What surprised me though was the actual plot of the film. Disney’s latest films don’t shy away from addressing more adult topics, but Zootopia’s focus was exceedingly adult-oriented.  The film centers around Judy Hopps, a small-town bunny who dreams of traveling to the big city and becoming the first bunny-cop.  Her dreams are realized, but it turns out it’s not as simple as it seems.  Her boss doesn’t treat her with respect, thinking she can’t handle the difficult job of being a police officer and relegates her to being a meter maid.  Judy doesn’t give up though, demanding she be given a chance to prove herself and earn a spot on the force.

This plot is pretty innocuous, and doesn’t sound too controversial. All in all, it sounds like a decent, run-of-the-mill Disney plot.  What stands out here though is the entire storyline which shows how Judy is going to accomplish her goals.  The film heavily focuses on the concepts of prejudice.  Predators are “going savage” in the town, causing all of the prey to become wary of their neighbors.  What transpires is a wholly adult conflict, with people distrusting those around them, or those who are “different” from them.  Obviously here “predator” and “prey” is a symbol for various races or ethnicity, using different animal species as a placeholder for the diversity we face as humans.

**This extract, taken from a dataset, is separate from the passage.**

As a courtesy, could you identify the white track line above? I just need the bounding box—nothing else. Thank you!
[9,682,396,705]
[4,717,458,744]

I don’t object to Disney films addressing adult topics, but it was surprising just how prevalent the idea was throughout the film.  There were far more serious scenes than light-hearted ones, creating a much darker, sobering tone for the movie than I ever could have guessed. Yes, there are moments of levity, but they are sprinkled throughout far more serious-minded scenes, bringing the overall feel of the film down to a much more realistic level.  Using animals to tell this story helps to soften the content a bit, but it’s still exceedingly obvious what the movie is really getting at.

There’s plenty to say about this movie, but I just can’t quite find the words.  I enjoyed it, and yet it felt more geared towards adults than anyone else.  Do children even realize the deeper themes being addressed here? Maybe I’m not giving kids enough credit, but it just feels like maybe it would be over their heads a bit.  I can’t fault Disney for wanting to teach a moral in their movies, especially when said moral feels applicable to our everyday lives.   It was just an unexpected twist for Disney, to find a movie that felt a bit more like a PSA than anything else. It was good, but it felt just a bit too heavy-handed for a kid’s film. I fully acknowledge that it’s an important lesson, but there’s just something about it that feels off to me. Maybe it’s the sad realization that we live in the 21st century and are just now getting around to teaching children to treat one another as equals, regardless of race, ethnicity, or any other distinguishing factor.  Seeing a Disney movie address this topic reminds us that there’s a need for it in the first place, and it’s a bit saddening to realize that.  I’m not looking to bash Zootopia, because I did genuinely like it and thought it did a good job of presenting an adult topic in an accessible way for children; it was just a little too realistic for the normally magical Disney, and took some getting used to.  The moral is certainly a vast improvement over what certain earlier Disney films teach us, so if nothing else at least the company is progressing with the times. It’s just sad to think that we’re still at a point where films like this need to be made, and that tolerance isn’t just a norm that we all automatically subscribe to. Maybe I’m reading a bit too much into this (it is just an animated movie, after all).  Either way it’s a really good film, just be aware that if you’re looking for a light-hearted, fluff film that doesn’t make you think, you’ll probably be disappointed.